The country’s interim leader, Delcy Rodríguez, hopes to reach an agreement with creditors by the end of the year, the FT reports.
Centerview Partners, an American investment bank hired by the Venezuelan government as a financial advisor, helped develop a plan to restore the sustainability of the country’s public debt. According to the publication, this document is scheduled to be released in early July.
What is unusual for a restructuring of this scale is that the debt sustainability analysis was not prepared by the International Monetary Fund. At the same time, some representatives of the Venezuelan opposition fear that an accelerated restructuring without IMF involvement could weaken the country’s position in negotiations with bondholders, the FT reports.
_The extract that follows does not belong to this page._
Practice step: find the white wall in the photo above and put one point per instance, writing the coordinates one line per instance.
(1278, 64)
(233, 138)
As the publication notes, the Venezuelan case could surpass Greece’s $200 billion default during the 2012 eurozone crisis. Experts already consider the upcoming restructuring to be more complex than any previous cases, due to the diversity of Venezuela’s debt obligations and the prolonged period of default on payments to creditors.
According to the FT, the largest confirmed portion of the debt consists of bonds issued by the government and the state-owned oil company PDVSA: their value is estimated at approximately $60 billion, to which is added about $40 billion in interest accrued since the default. This amount increases by about $5 billion annually, the article states.
According to investor estimates, Venezuela also owes between $30 billion and $50 billion to oil companies and commercial creditors in unpaid bills, and another $20 billion or more is in court-ordered compensation to companies whose assets were nationalized under the Hugo Chávez regime.
In addition, according to the FT, the country reportedly owes China $10–20 billion in loans that were previously serviced through oil exports but for which payments are believed to have been suspended. The debt to Russia is estimated at approximately $6 billion, and another $4 billion or so is owed to international development banks.